Criticism of the paper appeared soon after its publication. One of Tabachnikov’s Penn State colleagues criticized the model for operating under restrictive assumptions, and for presenting references that were in fact critical of the variability hypothesis as being in support of it. Wilkinson criticized the paper in its original publication, alongside her father, Leland Wilkinson, a statistician and computer scientist.
Amie Wilkinson claims in a public statement that she suggested “a response rebuttal article by experts in the field accompany the article” to be printed simultaneously with the article itself. This is similar to the practice employed at The Intelligencer, where articles published in Viewpoint will have printed rebuttals in the next edition of the journal. However, the volume of criticism, combined with the slow time before rebuttals could be printed in a quarterly magazine, caused Editor-in-Chief Marjorie Senechal to retract the article.
According to a document drop publicly released on Retraction Watch, Senechal wrote to Hill and Tabachnikov, concerned about the “very real possibility that the right-wing media may pick [the article] up and hype it internationally.” She proposed a round-table discussion be held in lieu of publishing the paper, one that never occurred.
In October 2017, Igor Rivin, an editor at the NYJM, contacted Hill, saying that Editor-in-Chief Mark Steinberger had a “very positive” opinion of the paper and that it could be “refereed quickly.” Tabachnikov withdrew his name from the paper and did not seek publication at other journals. Hill agreed to send in the paper, and it was published that November.

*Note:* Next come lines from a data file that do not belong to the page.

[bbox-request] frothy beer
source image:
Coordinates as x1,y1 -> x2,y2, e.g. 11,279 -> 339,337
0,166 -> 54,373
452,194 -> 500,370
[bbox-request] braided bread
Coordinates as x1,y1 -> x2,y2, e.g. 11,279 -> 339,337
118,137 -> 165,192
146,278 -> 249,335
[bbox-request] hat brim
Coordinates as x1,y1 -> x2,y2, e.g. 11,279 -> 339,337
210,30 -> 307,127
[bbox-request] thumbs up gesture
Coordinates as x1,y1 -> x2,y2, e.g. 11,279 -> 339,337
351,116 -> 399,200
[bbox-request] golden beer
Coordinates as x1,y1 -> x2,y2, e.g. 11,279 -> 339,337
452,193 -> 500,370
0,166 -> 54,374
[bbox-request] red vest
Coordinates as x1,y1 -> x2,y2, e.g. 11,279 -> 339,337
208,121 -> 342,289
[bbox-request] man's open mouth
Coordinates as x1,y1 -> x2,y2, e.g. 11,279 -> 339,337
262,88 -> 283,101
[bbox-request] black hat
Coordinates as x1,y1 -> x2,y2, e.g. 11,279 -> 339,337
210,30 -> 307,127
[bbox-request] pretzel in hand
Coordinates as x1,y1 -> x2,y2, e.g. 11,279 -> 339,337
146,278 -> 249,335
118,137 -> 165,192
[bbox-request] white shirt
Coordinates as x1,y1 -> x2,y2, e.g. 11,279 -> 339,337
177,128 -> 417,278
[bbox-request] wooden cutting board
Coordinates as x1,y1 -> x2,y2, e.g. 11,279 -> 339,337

Unlike The Intelligencer, which is written in an informal style and accepts papers of different styles and topics so long as they pertain to mathematics, the NYJM has a more theoretical focus. Ravin believed an applied mathematics paper discussing gender variance could be of widespread interest and generate citations for the journal. Shortly after its two-day referee process, the paper was published in the NYJM.

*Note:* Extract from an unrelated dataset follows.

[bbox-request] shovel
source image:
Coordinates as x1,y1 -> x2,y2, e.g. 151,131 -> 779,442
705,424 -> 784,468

The editorial board of the NYJM criticized the quick publication and content of Hill’s paper. Farb e-mailed Steinberger, saying that Ravin was “railroading a politically charged paper filled with pseudo-science.” Farb himself is an editor at NYJM.
The paper disappeared from the website within three days of publication. When Hill asked why this happened, Steinberger wrote that many members of the editorial board had threatened to leave NYJM if it remained published.
In his public statement, Farb mentioned he believed NYJM should have issued a statement after removing the paper from the journal. In an interview with The Maroon, Ravin mentioned that Steinberger was struggling with an aggressive brain tumor at the time. He believes this was the main reason for the lack of retraction notice. Steinberger passed away in September 2018.
Hill sent an e-mail to University of Chicago President Robert Zimmer this March, requesting Wilkinson and Farb be placed under investigation for “unprofessional, uncollegial, and unethical conduct.” Vice Provost Jason Merchant responded to Hill in April with the University’s official findings, writing that there was “no reason to believe academic fraud may have been committed.”
Hill appealed this decision, mentioning he was never contacted in the course of this investigation and that fraud was never the subject of his complaint about Wilkinson and Farb’s interventions. Merchant responded to Hill, writing that he should be upset with the decisions of the editors of the two journals, not with the University of Chicago. Daniel Diermeier, provost of the University of Chicago, responded that there would be “no further review or consideration of this matter.”